This is not good news.  Killing, stealing, and destroying is not God's mission.  How can the gospel be good if it results in such a horrific history?  The only logical answer is to argue that colonialism is not the good news, because colonialism produces domination, destruction, and disconnection.  In whatever way the good news of the Beloved Community took root in colonial contexts, it did so despite of, not because of, colonialism. 

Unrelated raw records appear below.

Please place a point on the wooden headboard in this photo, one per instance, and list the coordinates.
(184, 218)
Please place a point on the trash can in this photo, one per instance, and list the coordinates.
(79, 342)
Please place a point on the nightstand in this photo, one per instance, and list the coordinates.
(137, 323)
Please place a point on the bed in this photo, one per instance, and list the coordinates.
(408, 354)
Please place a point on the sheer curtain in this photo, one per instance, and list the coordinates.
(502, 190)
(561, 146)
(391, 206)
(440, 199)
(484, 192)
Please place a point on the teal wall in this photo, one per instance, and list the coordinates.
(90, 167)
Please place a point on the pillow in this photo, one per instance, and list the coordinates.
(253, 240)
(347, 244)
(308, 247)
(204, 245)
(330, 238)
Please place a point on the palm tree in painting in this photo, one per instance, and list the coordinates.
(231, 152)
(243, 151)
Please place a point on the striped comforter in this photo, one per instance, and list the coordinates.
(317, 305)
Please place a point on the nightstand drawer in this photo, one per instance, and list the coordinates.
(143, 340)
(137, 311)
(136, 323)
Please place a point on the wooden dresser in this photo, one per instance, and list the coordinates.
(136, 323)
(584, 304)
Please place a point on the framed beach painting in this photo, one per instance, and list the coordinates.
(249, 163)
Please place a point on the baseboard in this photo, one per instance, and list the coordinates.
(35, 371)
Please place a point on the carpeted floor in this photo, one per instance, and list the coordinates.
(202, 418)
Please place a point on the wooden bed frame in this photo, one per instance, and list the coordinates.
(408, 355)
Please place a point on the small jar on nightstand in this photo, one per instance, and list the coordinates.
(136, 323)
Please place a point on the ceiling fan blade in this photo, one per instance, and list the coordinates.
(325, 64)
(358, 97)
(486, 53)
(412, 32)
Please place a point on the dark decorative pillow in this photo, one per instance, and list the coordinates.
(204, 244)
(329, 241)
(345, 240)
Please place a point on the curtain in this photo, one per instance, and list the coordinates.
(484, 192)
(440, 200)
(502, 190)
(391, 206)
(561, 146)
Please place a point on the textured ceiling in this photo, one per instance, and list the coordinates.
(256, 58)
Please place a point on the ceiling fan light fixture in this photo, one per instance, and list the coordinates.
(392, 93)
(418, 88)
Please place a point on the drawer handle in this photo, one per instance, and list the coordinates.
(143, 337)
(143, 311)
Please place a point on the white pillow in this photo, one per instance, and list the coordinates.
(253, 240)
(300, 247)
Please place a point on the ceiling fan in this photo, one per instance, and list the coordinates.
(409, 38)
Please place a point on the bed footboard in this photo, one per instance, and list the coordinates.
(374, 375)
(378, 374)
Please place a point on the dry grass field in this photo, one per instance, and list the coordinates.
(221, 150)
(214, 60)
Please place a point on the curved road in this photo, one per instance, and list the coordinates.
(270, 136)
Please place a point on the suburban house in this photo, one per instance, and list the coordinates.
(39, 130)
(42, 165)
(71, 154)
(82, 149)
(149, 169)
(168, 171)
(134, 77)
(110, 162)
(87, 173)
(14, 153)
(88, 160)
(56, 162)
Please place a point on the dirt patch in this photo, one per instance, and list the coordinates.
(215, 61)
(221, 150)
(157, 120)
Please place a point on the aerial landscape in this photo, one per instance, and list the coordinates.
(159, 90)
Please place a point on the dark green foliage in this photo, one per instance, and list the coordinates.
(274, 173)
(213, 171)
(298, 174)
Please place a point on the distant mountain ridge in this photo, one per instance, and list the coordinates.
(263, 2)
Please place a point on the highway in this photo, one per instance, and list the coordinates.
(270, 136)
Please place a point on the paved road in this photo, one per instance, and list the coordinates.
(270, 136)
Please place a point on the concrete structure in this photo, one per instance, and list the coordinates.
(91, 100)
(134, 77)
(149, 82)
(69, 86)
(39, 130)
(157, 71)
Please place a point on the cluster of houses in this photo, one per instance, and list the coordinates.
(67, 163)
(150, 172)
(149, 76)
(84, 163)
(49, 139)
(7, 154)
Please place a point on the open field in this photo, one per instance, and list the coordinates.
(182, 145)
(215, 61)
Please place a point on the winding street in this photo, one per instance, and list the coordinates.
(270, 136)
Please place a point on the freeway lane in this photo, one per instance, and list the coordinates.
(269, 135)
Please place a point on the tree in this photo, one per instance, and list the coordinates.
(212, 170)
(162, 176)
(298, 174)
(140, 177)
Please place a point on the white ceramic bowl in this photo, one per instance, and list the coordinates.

After I recollected my thoughts, I turned back to the white pastor, who I felt was seeking my reassurance that indeed he was not a racist and that the price of the Gospel was worth the loss of millions of lives and the deconstruction of essential social structures.  I replied, "I refuse to accept that the rape of a continent, the devaluation of ancient cultural creations, and the murder of millions was worth the good news that you just shared with me, that you have the opportunity for redemption through your relationship with your African leadership."

He nodded.

Since that day I've noted more occasions when white Christians excuse racism, imperialism, sexism, or colonialism because the gospel was advanced.  My question is, what is this version of the gospel that is worth the lives of millions and the loss of incredibly rich cultures?  It is not the good news that Jesus preached to the poor, the hungry, or the persecuted.  It is instead good news for the rich, the privileged, and the powerful.  Instead of a gospel that requires the rich man to sell all that he owns, this costly pearl requires great cost to the dis-empowered and the disinherited.  This is not good news, it is bad, very bad.